Fig. 8. Analysis of regulatory relationship between RsrC and RsrA.

a, b Production of RSDEs and SSDEs by P. oxalicum parental strain Δku70, deletion mutants ΔrsrC and ΔrsrA, overexpression strain OrsrA, mutant OrsrAΔrsrC, and double mutant ΔrsrAΔrsrC. These strains were cultured in medium containing soluble corn starch for 2–4 days after transfer from glucose. Each mutant included three independent transformants. Results are mean ± SD. All experiments were performed at least three times. Lowercase letters represent p < 0.05. Different letters indicate significant differences, evaluated by one-way ANOVA. RSDE, raw starch-degrading enzyme; SSDE, soluble starch-degrading enzyme. c Schematic diagram indicating the truncated promoter region of rsrA for Y1H assay. d Y1H assay between RsrC and the truncated region of upstream DNA sequence of rsrA. Yeast cells carrying DNA fragments upstream of rsrA are cultured on SD/-Leu and SD/-Leu/AbA²⁰⁰ for 3 days.

Fig. 9. Co-regulation between RsrA, RsrB and RsrC in P. oxalicum.

a Number of DEGs between RsrA, RsrB and RsrC regulons. Thresholds were set at False Discovery Rate ≤0.05 or p < 0.05. b KEGG annotations of genes co-regulated by RsrA, RsrB and RsrC. c Genes encoding CAZymes, TFs, sugar transporters and amylolytic enzymes regulated by RsrA, RsrB and RsrC.
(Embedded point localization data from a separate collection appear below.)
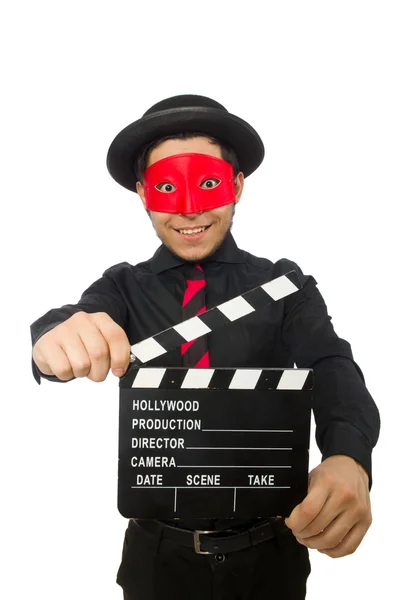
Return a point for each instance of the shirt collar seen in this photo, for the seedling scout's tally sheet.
(228, 252)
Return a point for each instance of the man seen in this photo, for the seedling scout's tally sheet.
(187, 158)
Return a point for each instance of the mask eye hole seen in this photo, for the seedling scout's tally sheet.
(209, 184)
(166, 187)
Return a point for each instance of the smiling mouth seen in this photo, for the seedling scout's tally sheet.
(192, 230)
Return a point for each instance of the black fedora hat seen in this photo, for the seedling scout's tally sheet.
(176, 115)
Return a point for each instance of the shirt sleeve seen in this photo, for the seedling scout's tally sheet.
(347, 418)
(102, 296)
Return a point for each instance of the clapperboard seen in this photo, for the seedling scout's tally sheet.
(213, 443)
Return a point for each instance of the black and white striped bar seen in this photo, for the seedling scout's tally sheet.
(232, 379)
(215, 318)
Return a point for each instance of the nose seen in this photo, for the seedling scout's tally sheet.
(191, 215)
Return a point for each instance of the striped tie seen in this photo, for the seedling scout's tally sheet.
(195, 353)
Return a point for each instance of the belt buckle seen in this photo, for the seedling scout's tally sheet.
(197, 543)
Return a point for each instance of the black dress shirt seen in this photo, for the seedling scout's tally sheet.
(147, 298)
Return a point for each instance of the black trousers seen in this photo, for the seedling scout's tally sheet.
(156, 569)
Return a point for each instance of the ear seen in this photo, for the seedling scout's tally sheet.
(141, 193)
(239, 186)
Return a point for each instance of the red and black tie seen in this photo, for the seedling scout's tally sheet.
(195, 353)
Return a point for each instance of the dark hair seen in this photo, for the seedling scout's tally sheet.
(227, 152)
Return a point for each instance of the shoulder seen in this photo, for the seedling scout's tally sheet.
(275, 269)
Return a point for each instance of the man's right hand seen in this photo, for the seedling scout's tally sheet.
(85, 345)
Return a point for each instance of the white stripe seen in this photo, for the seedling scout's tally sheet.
(147, 349)
(279, 287)
(196, 378)
(245, 379)
(293, 379)
(148, 378)
(236, 308)
(192, 328)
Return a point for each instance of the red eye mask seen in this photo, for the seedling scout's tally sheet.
(188, 183)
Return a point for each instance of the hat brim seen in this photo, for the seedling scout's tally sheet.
(224, 126)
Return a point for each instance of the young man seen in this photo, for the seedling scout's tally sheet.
(187, 158)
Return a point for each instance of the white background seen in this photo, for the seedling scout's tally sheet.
(317, 81)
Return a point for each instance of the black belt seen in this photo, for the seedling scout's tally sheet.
(204, 542)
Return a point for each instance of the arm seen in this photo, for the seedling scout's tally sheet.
(102, 296)
(347, 419)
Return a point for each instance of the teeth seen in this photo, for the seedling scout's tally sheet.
(192, 231)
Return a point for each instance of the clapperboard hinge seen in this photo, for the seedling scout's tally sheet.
(238, 307)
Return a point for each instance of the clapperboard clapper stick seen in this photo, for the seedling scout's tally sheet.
(213, 443)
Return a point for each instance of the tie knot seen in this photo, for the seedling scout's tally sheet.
(195, 272)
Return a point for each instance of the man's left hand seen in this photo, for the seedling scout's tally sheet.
(336, 513)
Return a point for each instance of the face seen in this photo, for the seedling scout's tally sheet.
(174, 229)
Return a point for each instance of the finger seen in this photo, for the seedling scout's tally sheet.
(329, 512)
(76, 353)
(331, 535)
(348, 544)
(118, 344)
(97, 350)
(58, 363)
(305, 512)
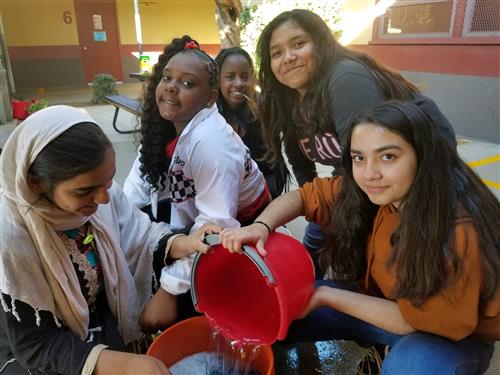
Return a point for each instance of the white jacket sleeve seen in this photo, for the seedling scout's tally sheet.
(136, 188)
(217, 179)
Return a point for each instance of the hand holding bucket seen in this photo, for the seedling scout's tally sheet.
(252, 298)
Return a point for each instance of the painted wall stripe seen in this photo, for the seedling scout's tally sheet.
(492, 184)
(485, 161)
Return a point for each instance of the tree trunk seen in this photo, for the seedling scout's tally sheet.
(227, 15)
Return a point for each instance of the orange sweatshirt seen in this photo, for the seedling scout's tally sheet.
(456, 311)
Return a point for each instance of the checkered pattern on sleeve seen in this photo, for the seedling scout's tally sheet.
(181, 187)
(248, 165)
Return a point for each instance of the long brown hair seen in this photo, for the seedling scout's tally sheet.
(445, 190)
(276, 99)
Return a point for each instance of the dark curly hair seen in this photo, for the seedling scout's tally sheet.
(445, 190)
(155, 131)
(276, 99)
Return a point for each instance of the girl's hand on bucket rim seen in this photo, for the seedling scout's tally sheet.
(186, 245)
(233, 239)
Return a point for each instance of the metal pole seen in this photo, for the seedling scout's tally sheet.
(138, 32)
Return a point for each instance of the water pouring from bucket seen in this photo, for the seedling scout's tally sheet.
(250, 298)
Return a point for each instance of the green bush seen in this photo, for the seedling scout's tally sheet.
(103, 85)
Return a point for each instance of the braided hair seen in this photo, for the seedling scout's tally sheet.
(155, 131)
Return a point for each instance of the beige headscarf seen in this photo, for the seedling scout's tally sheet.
(35, 267)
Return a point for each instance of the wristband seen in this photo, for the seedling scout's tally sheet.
(264, 224)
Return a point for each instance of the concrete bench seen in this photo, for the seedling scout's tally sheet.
(128, 104)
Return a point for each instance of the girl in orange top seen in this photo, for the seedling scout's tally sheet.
(415, 227)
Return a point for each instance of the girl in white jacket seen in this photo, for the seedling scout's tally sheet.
(192, 157)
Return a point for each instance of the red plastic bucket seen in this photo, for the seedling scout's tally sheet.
(193, 336)
(19, 109)
(249, 297)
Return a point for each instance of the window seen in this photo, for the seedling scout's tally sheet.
(439, 22)
(418, 18)
(482, 18)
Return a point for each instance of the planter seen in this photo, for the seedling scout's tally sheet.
(193, 336)
(20, 109)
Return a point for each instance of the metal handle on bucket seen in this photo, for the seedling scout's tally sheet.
(212, 240)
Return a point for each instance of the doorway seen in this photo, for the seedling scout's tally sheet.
(98, 36)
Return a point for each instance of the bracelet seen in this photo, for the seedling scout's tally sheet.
(264, 224)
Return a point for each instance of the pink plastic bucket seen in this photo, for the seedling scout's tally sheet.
(250, 297)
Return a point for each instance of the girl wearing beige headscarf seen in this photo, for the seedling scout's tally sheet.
(76, 259)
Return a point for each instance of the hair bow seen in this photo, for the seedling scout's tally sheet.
(191, 45)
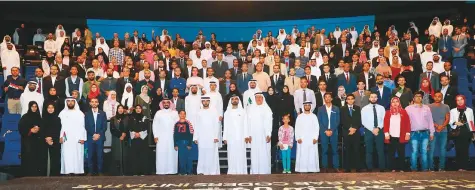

Fig. 10. Proposed model of RsrC-RsrA-RsrB regulation in P. oxalicum in the presence of soluble corn starch.

a Model of RsrC-RsrA-RsrB regulation. PoxGA15A, raw starch-degrading glucoamylase. b Regulatory network at 24 h of induction. Dashed lines indicate indirect regulation or non-confirmation.